I've done interviews before about various projects or topics, and that all feels normal. But it's a strange thing to do an interview that's entirely about ... yourself. And even stranger to imagine anyone would be interested. _I_ love listening to me talking about myself, but it's a leap to assume others would be interested as well. (Plenty of dates have confirmed that! )

Mind you, I love hearing _other_ people's stories and how they've navigated this business. I had a great time with Andrew Graham (@ag75 ) a few weeks ago when he was in town conducting Moulin Rouge. It's a fascinating career he's had. So it makes sense that other people might like hearing my story in the same way I enjoy hearing theirs.

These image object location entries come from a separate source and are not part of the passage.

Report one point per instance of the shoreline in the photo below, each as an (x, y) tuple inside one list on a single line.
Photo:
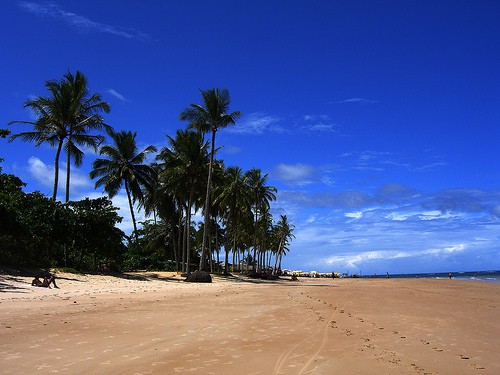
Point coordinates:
[(154, 323)]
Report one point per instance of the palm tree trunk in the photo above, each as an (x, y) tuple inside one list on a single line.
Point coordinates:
[(188, 230), (206, 229), (56, 169), (131, 209), (68, 169)]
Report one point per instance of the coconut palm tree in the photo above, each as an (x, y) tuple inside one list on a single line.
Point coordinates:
[(184, 167), (262, 196), (64, 118), (124, 166), (284, 233), (84, 116), (235, 196), (210, 117)]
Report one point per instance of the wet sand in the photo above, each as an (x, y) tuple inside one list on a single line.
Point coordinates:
[(157, 324)]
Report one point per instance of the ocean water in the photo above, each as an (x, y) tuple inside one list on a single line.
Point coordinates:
[(485, 276)]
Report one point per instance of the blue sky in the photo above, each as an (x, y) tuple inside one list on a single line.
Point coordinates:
[(378, 122)]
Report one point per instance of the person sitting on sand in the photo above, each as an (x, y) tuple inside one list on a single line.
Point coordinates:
[(47, 280)]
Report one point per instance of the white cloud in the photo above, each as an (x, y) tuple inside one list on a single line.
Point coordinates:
[(355, 100), (81, 23), (256, 123), (299, 174), (44, 174), (117, 95)]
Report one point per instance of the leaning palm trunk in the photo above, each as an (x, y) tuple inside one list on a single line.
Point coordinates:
[(56, 169), (127, 189), (68, 166), (206, 229), (188, 227)]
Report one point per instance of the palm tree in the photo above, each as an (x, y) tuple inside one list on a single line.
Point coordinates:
[(235, 197), (211, 116), (83, 116), (262, 196), (284, 233), (124, 166), (184, 168), (64, 119)]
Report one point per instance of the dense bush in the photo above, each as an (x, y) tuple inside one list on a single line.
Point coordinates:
[(36, 231)]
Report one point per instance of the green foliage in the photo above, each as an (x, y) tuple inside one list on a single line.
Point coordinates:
[(39, 232)]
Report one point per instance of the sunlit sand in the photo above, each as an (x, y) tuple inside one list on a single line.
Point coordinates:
[(158, 324)]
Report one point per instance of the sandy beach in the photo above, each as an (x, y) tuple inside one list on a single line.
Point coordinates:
[(154, 323)]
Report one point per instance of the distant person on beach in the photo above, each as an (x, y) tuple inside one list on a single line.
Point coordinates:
[(47, 280)]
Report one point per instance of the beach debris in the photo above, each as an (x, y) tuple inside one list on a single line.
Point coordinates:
[(199, 277)]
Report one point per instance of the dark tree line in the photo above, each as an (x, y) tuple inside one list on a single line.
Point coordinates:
[(185, 178)]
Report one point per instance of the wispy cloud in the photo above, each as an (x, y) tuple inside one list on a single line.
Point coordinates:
[(117, 95), (44, 174), (355, 100), (257, 123), (81, 23), (295, 174)]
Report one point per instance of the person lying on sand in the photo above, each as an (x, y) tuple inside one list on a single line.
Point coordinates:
[(47, 280)]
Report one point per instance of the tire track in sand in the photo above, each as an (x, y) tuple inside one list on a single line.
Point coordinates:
[(285, 356)]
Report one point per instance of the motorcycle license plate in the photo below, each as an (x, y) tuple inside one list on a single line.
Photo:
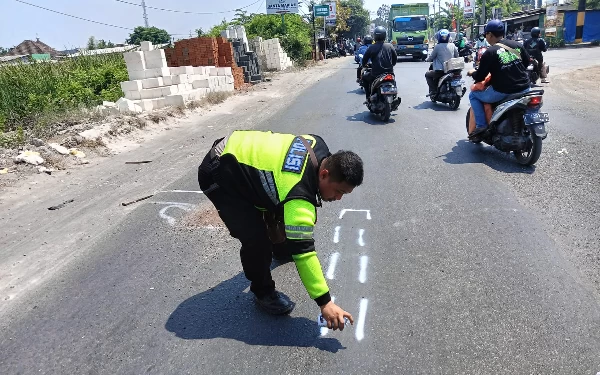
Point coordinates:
[(535, 118)]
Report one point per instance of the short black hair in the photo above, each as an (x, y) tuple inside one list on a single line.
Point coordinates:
[(345, 166)]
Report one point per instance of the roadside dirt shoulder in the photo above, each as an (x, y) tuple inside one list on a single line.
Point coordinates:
[(37, 242)]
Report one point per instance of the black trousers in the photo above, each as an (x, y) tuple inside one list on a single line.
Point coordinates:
[(245, 223), (432, 77), (367, 82)]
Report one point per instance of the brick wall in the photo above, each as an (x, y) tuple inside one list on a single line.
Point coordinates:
[(205, 52)]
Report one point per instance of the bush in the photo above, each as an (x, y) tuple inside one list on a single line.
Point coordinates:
[(29, 92)]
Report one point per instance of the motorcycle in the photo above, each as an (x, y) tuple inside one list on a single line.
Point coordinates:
[(450, 86), (533, 72), (517, 125), (384, 96), (478, 55)]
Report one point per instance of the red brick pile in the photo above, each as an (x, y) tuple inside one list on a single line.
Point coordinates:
[(205, 52), (193, 52)]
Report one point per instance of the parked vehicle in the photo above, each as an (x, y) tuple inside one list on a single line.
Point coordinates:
[(450, 88), (384, 96), (517, 125), (533, 73)]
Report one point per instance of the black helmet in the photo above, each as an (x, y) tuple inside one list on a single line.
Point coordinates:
[(380, 34)]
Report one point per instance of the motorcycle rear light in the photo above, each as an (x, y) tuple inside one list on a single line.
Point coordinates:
[(535, 101)]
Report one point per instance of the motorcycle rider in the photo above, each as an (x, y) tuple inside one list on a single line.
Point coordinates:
[(442, 52), (383, 59), (535, 46), (361, 51), (508, 72), (481, 42)]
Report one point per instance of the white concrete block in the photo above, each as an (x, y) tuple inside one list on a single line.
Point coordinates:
[(146, 46), (168, 80), (126, 105), (133, 57), (201, 83), (163, 71), (133, 95), (136, 74), (159, 103), (150, 83), (179, 79), (156, 63), (169, 90), (146, 105), (157, 54), (151, 93), (131, 86), (174, 100)]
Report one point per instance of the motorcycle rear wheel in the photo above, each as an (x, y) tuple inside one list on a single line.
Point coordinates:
[(387, 111), (455, 103), (532, 156)]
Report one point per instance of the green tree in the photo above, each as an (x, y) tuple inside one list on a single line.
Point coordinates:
[(91, 43), (593, 4), (358, 20), (148, 34)]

But still, it feels pretty weird to post a topic that's essentially a vanity piece. I'm saying all that, not so much as a defense of myself posting this, but as "permission" for others to do the same. Does it feel weird to post something so self-serving? Yep. But that doesn't mean people won't appreciate the chance to hear your story. I sure would.


----------



## Pier (Sep 17, 2022)

It's fascinating stuff Mike.

And you have a great voice too. Maybe you could start a Mike Greene podcast or something? You could invite composers, rappers, producers, engineers... I'm sure you know a LOT of people. I'm just sayin!


----------



## Ben E (Sep 21, 2022)

Really good interview! Thanks for this.


----------